Safety and tolerability of 13-valent pneumococcal conjugate vaccine in healthy Chinese adults, children and infants

Fengcai Zhu; Yuemei Hu; Qi Liang; Mariano Young Jr; Xin Zhou; Zhangjing Chen; John Z Liang; William C Gruber; Daniel A Scott

doi:10.1177/2042098615613985

Safety and tolerability of 13-valent pneumococcal conjugate vaccine in healthy Chinese adults, children and infants

Ther Adv Drug Saf. 2015 Dec;6(6):206-11. doi: 10.1177/2042098615613985.

Authors

Fengcai Zhu¹, Yuemei Hu², Qi Liang², Mariano Young Jr³, Xin Zhou⁴, Zhangjing Chen⁴, John Z Liang³, William C Gruber⁵, Daniel A Scott⁵

Affiliations

¹ Vaccine Clinical Evaluation, Jiangsu Provincial Center for Disease Control and Prevention 172 Jiangsu Road, Nanjing, Jiangsu Province, 210009, China.
² Vaccine Clinical Evaluation, Jiangsu Provincial Center for Disease Control and Prevention, Nanjing, P.R. China.
³ Vaccine Clinical Research, Pfizer Inc, Collegeville, PA, USA.
⁴ Vaccine Clinical Research, Pfizer Inc, Shanghai, P.R. China.
⁵ Vaccine Clinical Research, Pfizer Inc, Pearl River, NY, USA.

Abstract

Objective: Pneumococcal disease is a global problem, including in China. The objective of this study was to provide safety data for single-dose 13-valent pneumococcal conjugate vaccine (PCV13) in Chinese subjects, needed to begin a phase III safety and immunogenicity study in Chinese infants.

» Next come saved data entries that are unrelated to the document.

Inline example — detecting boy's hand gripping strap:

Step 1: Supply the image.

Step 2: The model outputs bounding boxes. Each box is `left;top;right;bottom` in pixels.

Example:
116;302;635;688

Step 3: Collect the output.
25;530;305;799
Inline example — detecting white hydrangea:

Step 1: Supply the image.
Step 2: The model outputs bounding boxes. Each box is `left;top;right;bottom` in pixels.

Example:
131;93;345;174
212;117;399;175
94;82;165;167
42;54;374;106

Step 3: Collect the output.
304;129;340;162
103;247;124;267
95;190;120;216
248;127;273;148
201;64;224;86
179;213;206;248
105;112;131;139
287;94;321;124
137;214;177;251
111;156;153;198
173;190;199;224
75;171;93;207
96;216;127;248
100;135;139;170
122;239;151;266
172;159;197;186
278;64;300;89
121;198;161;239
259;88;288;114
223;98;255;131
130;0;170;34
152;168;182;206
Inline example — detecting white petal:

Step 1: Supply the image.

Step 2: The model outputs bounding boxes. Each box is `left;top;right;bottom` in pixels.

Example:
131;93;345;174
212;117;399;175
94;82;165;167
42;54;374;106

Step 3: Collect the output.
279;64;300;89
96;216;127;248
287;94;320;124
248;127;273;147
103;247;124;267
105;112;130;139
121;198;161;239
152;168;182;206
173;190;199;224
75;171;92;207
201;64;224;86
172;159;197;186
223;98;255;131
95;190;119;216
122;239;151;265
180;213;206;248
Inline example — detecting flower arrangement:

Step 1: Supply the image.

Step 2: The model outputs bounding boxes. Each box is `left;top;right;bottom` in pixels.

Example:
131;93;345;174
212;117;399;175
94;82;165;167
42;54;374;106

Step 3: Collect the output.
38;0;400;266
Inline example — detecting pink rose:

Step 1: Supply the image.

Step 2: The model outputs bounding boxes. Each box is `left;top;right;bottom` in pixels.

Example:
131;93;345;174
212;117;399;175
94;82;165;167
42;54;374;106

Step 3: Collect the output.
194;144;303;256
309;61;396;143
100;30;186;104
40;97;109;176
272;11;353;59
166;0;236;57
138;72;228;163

Methods: Healthy Chinese adults (18-55 years), children (3-5 years), and infants (42-98 days) received a single dose of PCV13 in this open-label safety study. Local reactions and systemic events were collected for 7 days via an electronic diary; adverse events were recorded for 1 month after vaccination.

Results: All 72 (24 per group) screened subjects (58.3% males; mean ± standard deviation [SD] age: 43.3 ± 9.1 years [adults], 4.5 ± 0.7 years [children], and 79.6 ± 15.2 days [infants]) were enrolled, received vaccine, and completed the study. The most frequently reported local reactions per group were pain at the injection site (n = 23 adults [95.8%]), tenderness (n = 18 children [75%]), and swelling (n = 6 infants [25%]), none of which were severe. The mean duration of each local reaction was ⩽2.0 days in infants and ⩽2.4 days in children but in adults was 3.3 days for pain at the injection site and 9 days each for redness and swelling. Systemic events in adults were muscle pain (n = 5), fatigue (n = 3), and headache and joint pain (n = 1 each). One child and seven infants had disturbed sleep (increased or decreased). One adult and one child had mild fever (37.7-38.5°C, as per China Food and Drug Administration guidelines). No subject used antipyretic medication. One adverse event (bronchopneumonia in an infant) was reported, which was serious, severe, and unrelated to vaccination. There were no deaths.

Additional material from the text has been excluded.